Recently, Michael Treworgy of Hampden, Maine and his father were exploring the waters near Marco Island. Their fishing trip had a frustrating start. For much of the day, Treworgy was fighting with small sharks that kept stealing their bait. After hours of monitoring the lines, the father-son duo decided to pull up their lines and call it a day. But then something magical happened.
“I heard one of the lines hit. That hit hard and fast. I knew it wasn’t going to be a little shark,” Treworgy told Maine News Center.
Sure enough, a 13-foot, 800-pound, dinosaur-like creature was tugging (or rather, yanking) on the line. After a 45-minute battle at the reel, Treworgy managed to get a glimpse of his catch. Turns out, he had caught the incredibly endangered sawfish.
Maine Angler Manages to Hook Second Endangered Fish
Because of the condition of the species, Treworgy couldn’t keep the endangered fish. Treworgy got a glimpse of the prehistoric fish, but soon after, the endangered animal snapped the pole.
But there wasn’t much time to marvel at the once-in-a-lifetime catch.
“Before I even had time to really recover, take a breath from that, I heard the second line on the boat hit,” Treworgy recalled.

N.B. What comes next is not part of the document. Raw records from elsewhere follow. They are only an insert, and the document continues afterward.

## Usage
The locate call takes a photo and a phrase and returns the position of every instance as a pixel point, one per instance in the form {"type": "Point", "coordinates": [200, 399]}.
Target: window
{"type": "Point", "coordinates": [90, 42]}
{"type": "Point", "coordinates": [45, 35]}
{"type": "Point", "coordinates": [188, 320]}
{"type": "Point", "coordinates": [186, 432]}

Shockingly, Treworgy had another sawfish on his second line. This one wasn’t quite as powerful as the first but was just as mesmerizing. Of course, he and his father had to snap a few photos before they safely released the sawfish back into the warm waters.
The Maine angler still can’t believe his luck.
“I’m still amazed every time I look at it. I can’t believe I caught it,” he said. “It blew my mind I never expected to catch one sawfish in my life let alone two back to back.”
Likewise, Treworgy’s wife, Alexandria was just as ecstatic about the catch.
“It’s a pretty big deal. So I was very excited for him,” she said. “And my first reaction was ‘What a terrible day to miss fishing.'”
Maine Angler Stresses Importance of Safely Releasing Sawfish
As incredible of a trophy as this fish would be, Treworgy’s priority after hooking these two fish was to ensure they made it back into the water.
According to the Natural Resources Defense Council, Inc., there may be as few as 200 or as many as 5,000 sawfish left in the world, and most of them are in Florida.
“We are seeing a troubling number of incidents of mishandling by anglers, most of them coming through social media,” says Sonja Fordham, president of Shark Advocates International.
Needless to say, it is paramount that anglers like Treworgy ensure the security of the species.